Correlation of Apocrine DCIS on Core Needle Biopsy with Excision
L Huo. The University of Texas M. D. Anderson Cancer Center, Houston, TX
Background: In situ apocrine proliferation in breast encompasses benign apocrine metaplasia, atypical apocrine metaplasia, atypical apocrine proliferation and overt apocrine ductal carcinoma in situ (DCIS). The rarity of apocrine DCIS and its unusual histologic features result in diagnostic difficulty in some cases, especially in core needle biopsy (CNB). To better understand its biological behavior, this study aims to examine aprocrine DCIS and borderline apocrine lesions diagnosed on CNB, and correlate histologic and radiological characteristics with excision outcome and follow-up.
Design: Breast cases coded as atypical aprocrine proliferation or aprocrine DCIS between 1999 and March 2009 were identified in our departmental computer database. Only cases with both CNB and excision reviewed and documented in our system were the subjects of this study, which included 27 apocrine DCIS and 9 apocrine proliferation bordering on or suspicious for DCIS diagnosed on CNB. Radiological characteristics including the size and nature of the target (mass vs. calcifications), and histologic features such as nuclear grade and presence or absence of necrosis on core biopsy were recorded and correlated with final diagnosis on excision and follow-up when appropriate.
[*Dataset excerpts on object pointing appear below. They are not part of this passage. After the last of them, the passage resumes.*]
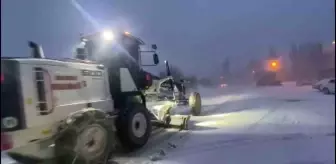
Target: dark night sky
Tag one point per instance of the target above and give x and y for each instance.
(195, 34)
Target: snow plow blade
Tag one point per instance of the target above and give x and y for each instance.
(176, 121)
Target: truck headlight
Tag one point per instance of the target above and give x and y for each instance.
(107, 35)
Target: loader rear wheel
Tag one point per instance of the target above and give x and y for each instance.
(195, 103)
(133, 126)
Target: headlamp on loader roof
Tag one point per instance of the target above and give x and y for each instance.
(107, 35)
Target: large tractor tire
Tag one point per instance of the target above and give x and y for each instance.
(133, 126)
(195, 104)
(88, 139)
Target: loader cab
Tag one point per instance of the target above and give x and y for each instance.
(107, 44)
(117, 50)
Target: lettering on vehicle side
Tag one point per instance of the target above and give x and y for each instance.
(92, 73)
(66, 86)
(63, 77)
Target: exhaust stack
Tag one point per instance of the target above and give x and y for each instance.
(36, 50)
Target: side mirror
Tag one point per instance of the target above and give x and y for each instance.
(167, 68)
(154, 47)
(80, 51)
(156, 59)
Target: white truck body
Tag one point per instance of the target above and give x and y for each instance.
(69, 87)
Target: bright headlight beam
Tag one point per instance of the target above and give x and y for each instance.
(107, 35)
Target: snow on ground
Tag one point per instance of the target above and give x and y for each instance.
(285, 125)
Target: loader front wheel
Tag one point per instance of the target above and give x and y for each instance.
(195, 103)
(133, 126)
(87, 139)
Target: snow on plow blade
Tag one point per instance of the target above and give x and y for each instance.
(166, 115)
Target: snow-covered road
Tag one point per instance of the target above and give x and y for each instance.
(267, 125)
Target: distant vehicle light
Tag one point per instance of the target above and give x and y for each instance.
(127, 33)
(107, 35)
(223, 85)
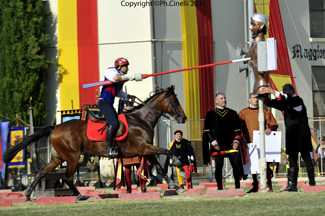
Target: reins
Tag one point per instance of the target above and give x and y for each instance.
(160, 113)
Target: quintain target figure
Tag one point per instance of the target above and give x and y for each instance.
(259, 28)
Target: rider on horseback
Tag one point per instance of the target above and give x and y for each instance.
(106, 101)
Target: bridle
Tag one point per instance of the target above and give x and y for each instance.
(170, 102)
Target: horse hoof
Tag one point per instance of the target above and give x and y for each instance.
(180, 190)
(28, 191)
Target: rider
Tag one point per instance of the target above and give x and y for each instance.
(107, 97)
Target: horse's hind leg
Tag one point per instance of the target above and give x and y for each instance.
(48, 168)
(153, 161)
(71, 169)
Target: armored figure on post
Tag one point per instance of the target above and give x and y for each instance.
(259, 28)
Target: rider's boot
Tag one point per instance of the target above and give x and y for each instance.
(311, 176)
(110, 149)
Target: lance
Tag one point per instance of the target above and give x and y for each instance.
(140, 77)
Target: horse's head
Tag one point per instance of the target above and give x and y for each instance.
(170, 105)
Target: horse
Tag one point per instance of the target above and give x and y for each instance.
(69, 139)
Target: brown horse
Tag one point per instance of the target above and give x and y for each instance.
(69, 140)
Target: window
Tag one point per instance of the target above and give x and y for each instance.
(318, 91)
(317, 18)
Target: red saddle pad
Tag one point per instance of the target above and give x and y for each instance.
(94, 135)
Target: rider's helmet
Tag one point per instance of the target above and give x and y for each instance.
(259, 17)
(121, 62)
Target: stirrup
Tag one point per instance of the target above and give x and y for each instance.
(111, 152)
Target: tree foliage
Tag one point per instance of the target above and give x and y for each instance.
(23, 66)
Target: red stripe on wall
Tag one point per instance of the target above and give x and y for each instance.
(87, 49)
(205, 37)
(277, 32)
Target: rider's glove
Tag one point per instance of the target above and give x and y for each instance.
(127, 78)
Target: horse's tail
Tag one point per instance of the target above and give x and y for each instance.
(12, 151)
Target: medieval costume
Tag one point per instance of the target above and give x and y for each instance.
(183, 150)
(298, 136)
(249, 121)
(223, 126)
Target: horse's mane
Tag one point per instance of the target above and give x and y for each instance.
(155, 93)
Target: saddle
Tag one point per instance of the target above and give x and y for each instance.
(96, 128)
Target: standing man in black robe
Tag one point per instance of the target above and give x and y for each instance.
(221, 138)
(298, 136)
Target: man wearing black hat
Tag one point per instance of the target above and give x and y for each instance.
(222, 138)
(183, 150)
(320, 155)
(297, 134)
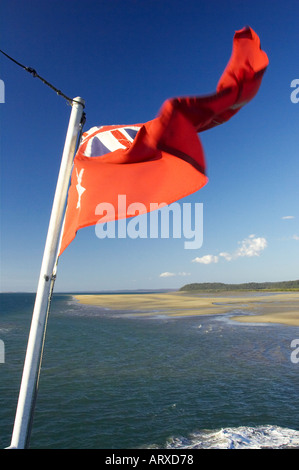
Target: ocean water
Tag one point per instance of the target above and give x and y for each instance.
(111, 380)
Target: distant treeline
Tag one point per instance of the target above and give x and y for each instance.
(219, 286)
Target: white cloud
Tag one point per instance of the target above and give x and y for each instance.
(249, 247)
(207, 259)
(226, 256)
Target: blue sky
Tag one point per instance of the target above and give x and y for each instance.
(125, 58)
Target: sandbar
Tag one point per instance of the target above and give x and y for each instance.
(261, 307)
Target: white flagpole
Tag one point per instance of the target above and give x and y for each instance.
(29, 384)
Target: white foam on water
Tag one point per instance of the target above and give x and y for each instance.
(242, 437)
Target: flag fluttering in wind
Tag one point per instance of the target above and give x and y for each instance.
(162, 160)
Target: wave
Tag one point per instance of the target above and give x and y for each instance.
(243, 437)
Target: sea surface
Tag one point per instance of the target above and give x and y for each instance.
(113, 380)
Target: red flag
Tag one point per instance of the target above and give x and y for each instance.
(162, 160)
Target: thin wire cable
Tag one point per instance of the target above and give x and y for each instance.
(34, 73)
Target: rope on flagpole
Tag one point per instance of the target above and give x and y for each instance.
(34, 73)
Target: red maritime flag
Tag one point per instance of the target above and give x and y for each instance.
(162, 160)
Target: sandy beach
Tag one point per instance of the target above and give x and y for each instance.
(261, 307)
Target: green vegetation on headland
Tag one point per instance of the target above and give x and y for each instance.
(248, 286)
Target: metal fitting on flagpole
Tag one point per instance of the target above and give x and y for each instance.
(31, 371)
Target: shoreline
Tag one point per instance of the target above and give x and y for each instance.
(271, 307)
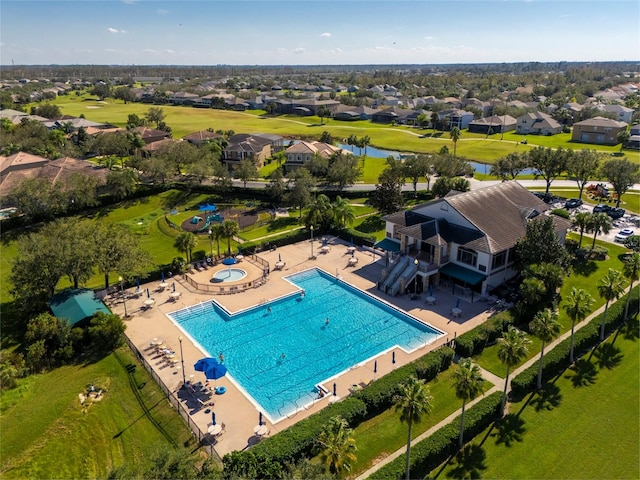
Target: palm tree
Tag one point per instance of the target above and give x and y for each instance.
(632, 272)
(610, 288)
(342, 212)
(600, 223)
(455, 134)
(577, 307)
(512, 348)
(582, 221)
(546, 327)
(186, 242)
(337, 446)
(230, 229)
(468, 384)
(413, 401)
Results: Of the 27 cases of apocrine DCIS diagnosed on CNB, 5 (19%) had invasive carcinoma on excision, including 1 microinvasion and 4 invasive ductal carcinoma ranging from 2 to 8 mm. The upgrade on excision did not correlate significantly with nuclear grade or necrosis on CNB, nor the nature of the radiological target (p>0.05, Fisher's exact test). The presence of invasion on excision inversely correlated with radiological size (p=0.02, student t-test) (average size: with no upgrade, 4.6 cm, n=16; with upgrade, 1.8 cm, n=4). Of the 9 cases of atypical apocrine proliferation bordering on or suspicious for DCIC on CNB, 7 cases had the diagnosis of DCIS on excision, and 2 had no residual atypia. Follow-up on a total of 30 cases (range: 10 to 67 months; median: 22 months) revealed one DCIS patient with recurrence of apocrine DCIS at 41 months.
Conclusions: Apocrine DCIS is an uncommon type of in situ carcinoma in breast. The upgrade rate to invasion on excision with a CNB diagnosis of apocrine DCIS is similar to the previously reported rate for DCIS. The observed inverse correlation of lesional size and upgrade on excision suggests that size may not be a reliable parameter in predicting invasion in apocrine DCIS diagnosed on core biopsy. The lack of statistical significance of other parameters needs to be confirmed by a larger cohort.